Camera technology in 1899 was still in its infancy, but it was a time of significant advances. The changes started in the 1840s with the ‘Daguerreotype’ process discovered by Louis Daguerre. This technique involved treating a silver-plated sheet of copper then developing the image with chemicals post-exposure. Twenty years later, the Daguerreotype process evolved into the collodion technique, the wet plate process. The plates in this processing system were pre-coated, and it was faster, taking about fifteen minutes.
However, to develop the plates, both of these techniques required processing steps in safelight conditions. Consequently, any photographer not working in a studio would need to carry the chemicals and a portable darkroom — typically a small tent that the photographer would wear around the waist or having a covered wagon nearby — while taking photos. Needless to say, neither process was practical for a man taking photos on a bicycle.
The next progression in the mid-1860s was moving from the wet plate process to a dry gelatin emulsion plate process. These plates had an emulsion of silver suspended in gelatin, no longer requiring the processing chemicals, rather more exposure time — an excellent fit for landscape photographers. The dry plate process instigated the launch of the magazine camera, a large box that held 8 to 12 treated glass plates. This camera, known as the ‘falling plate camera,’ was designed to move the plates into the correct exposure position.
In 1897, the Western Camera Manufacturing Company of Chicago started producing magazine cameras housed in wooden boxes with a leather cover. The cameras would hold 12 plates ranging in size from 2½×2½ to 4×5 inches –– they called their camera the Cyclone. According to a local advertisement in the paper, the Cyclone was marketed as “easy photography thanks to the best lenses, best shutters to make a perfect picture with the least manipulation.” The company catalogue listed a complete assortment of Cyclone cameras verifying that the Western Camera Co. was the leader in manufacturing cameras and photographic goods.
The Cyclone camera was lightweight –– weighing 27 ounces, intended for use as a hand camera initially priced at $5.00 — considering inflation, it would be $160.00 today. The design of the original Cyclone was improved and modified with alternative versions for resale, including the folding cyclone and the Bicycle Folding Cyclone. The Bicycle Cyclone, as the name suggests, was intended to carry on bicycle outings, and because of the automatic shutter, it could take 12 pictures in 12 seconds. Compared to the other cameras available at the time, it was “compact and light” and could take vertical and horizontal photographs.
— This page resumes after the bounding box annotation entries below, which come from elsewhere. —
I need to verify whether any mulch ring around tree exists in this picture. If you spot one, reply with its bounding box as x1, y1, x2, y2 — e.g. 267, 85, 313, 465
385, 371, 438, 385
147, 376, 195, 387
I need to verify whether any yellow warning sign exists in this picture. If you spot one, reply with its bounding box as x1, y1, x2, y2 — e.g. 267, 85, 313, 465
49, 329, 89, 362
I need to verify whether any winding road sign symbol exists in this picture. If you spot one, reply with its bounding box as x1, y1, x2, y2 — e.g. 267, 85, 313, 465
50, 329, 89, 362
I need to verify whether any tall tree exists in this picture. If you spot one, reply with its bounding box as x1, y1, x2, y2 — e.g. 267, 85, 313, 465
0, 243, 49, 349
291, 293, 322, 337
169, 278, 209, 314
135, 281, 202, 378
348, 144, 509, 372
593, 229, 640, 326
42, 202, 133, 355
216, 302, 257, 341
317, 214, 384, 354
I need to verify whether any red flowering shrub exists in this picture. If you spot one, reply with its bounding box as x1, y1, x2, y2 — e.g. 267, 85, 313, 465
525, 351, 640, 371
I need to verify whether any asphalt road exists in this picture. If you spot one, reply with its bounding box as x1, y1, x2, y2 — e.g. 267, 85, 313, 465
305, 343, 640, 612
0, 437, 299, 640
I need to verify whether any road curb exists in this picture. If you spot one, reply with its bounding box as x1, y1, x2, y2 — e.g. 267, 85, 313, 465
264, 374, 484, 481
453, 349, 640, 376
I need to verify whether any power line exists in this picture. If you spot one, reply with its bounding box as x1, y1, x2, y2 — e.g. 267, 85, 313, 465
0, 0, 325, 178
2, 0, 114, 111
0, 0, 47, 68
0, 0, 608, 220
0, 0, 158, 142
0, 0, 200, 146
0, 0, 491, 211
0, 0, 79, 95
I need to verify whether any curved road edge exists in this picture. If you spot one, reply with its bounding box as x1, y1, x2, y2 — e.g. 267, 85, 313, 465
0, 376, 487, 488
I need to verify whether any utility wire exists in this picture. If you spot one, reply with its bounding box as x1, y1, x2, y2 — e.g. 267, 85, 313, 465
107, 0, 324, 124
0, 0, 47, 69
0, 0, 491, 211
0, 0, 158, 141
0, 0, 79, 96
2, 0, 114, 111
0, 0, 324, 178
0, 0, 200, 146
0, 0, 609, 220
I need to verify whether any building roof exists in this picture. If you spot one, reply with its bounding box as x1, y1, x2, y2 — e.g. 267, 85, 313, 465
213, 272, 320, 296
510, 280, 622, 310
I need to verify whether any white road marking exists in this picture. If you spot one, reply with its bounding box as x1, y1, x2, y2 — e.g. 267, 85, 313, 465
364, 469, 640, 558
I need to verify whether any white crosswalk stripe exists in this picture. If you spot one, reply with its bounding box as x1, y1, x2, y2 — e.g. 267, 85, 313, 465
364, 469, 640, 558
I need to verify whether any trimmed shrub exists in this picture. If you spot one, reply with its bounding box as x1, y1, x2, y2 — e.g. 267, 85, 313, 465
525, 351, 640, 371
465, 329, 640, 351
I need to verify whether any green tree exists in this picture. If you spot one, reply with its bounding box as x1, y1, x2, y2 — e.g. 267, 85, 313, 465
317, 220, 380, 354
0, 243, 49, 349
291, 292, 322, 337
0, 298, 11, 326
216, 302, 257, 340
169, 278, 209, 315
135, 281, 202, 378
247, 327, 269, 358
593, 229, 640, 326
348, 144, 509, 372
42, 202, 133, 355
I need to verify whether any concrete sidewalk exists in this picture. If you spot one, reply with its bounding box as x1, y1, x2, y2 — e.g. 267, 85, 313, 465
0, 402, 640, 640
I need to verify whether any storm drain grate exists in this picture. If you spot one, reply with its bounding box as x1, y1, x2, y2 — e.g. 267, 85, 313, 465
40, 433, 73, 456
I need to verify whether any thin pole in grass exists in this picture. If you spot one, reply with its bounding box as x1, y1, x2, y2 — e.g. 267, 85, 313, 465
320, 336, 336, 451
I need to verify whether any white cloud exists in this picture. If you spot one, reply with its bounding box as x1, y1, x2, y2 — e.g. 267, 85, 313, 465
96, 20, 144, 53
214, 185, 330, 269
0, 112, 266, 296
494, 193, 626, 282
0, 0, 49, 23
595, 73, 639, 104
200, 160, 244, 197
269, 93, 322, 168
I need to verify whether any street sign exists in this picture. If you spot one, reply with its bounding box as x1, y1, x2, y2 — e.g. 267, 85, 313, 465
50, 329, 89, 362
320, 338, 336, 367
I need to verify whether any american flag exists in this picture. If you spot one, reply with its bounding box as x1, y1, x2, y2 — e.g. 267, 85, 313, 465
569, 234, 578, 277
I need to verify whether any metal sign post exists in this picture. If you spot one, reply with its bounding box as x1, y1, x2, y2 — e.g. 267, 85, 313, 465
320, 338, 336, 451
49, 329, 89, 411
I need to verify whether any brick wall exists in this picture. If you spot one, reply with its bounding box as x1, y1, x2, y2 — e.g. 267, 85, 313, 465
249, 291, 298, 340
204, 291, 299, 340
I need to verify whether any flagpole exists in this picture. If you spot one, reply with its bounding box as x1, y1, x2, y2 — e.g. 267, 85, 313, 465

When Karl wrote to the Truro newspaper from Chicago, he proudly stated that after riding 1988 miles to get to Chicago, he had yet to ask for any charity or help, except for a bicycle luggage carrier and a bicycle camera. “I am to use nothing but the Cyclone camera made by the Western Camera Mfg. Co. of Chicago after this”, he writes.
And although Karl was keen to share that he hadn’t asked for anything along the way, the Cyclone Camera was yet another product provided to Karl providing free advertising for the Western Camera Mfg. Co. You’ll recall, Dear Reader, that Karl was gifted his woollen suit from Oxford Mill, Nova Scotia and his Red Bird Bicycle from Brantford, Ontario. He was indeed one of the first influencers.
In 1900 the manufacture of the magazine cameras slowly declined as there was competition from cameras that used photographic paper. The most popular of these new cameras was George Eastman’s Kodak camera which was affordable and small enough for the average consumer, and the film could hold up to 100 photos.
The Western Camera Mfg. Co. tried to compete with Eastman and merged with five other camera companies competing with the Kodak camera. The merger facilitated a few more years of producing the old Daguerreotype, and wet and dry plate cameras until Kodak bought out the company in 1903.
So what did Karl capture with his Cyclone camera? Sadly, Dear Reader, I don’t know. I have yet to find any reference to Karl taking a photograph or evidence of those photos or glass plates. It’s not until later in our journey, when Karl is in Australia that he references taking photos, but it’s not with the Cyclone camera. I’m hopeful that as we proceed in this journey, I may uncover the whereabouts of these photos.
Irrespective, as I travel 120 years after Karl, I’m grateful for the progression in camera technology that allows me to take thousands of images captured on a memory card slightly larger than my thumb. Considering that I have taken over 5000 images so far, I can’t imagine the limitation of having only 12 plates or transporting extra glass plates and a portable darkroom while I travel the world.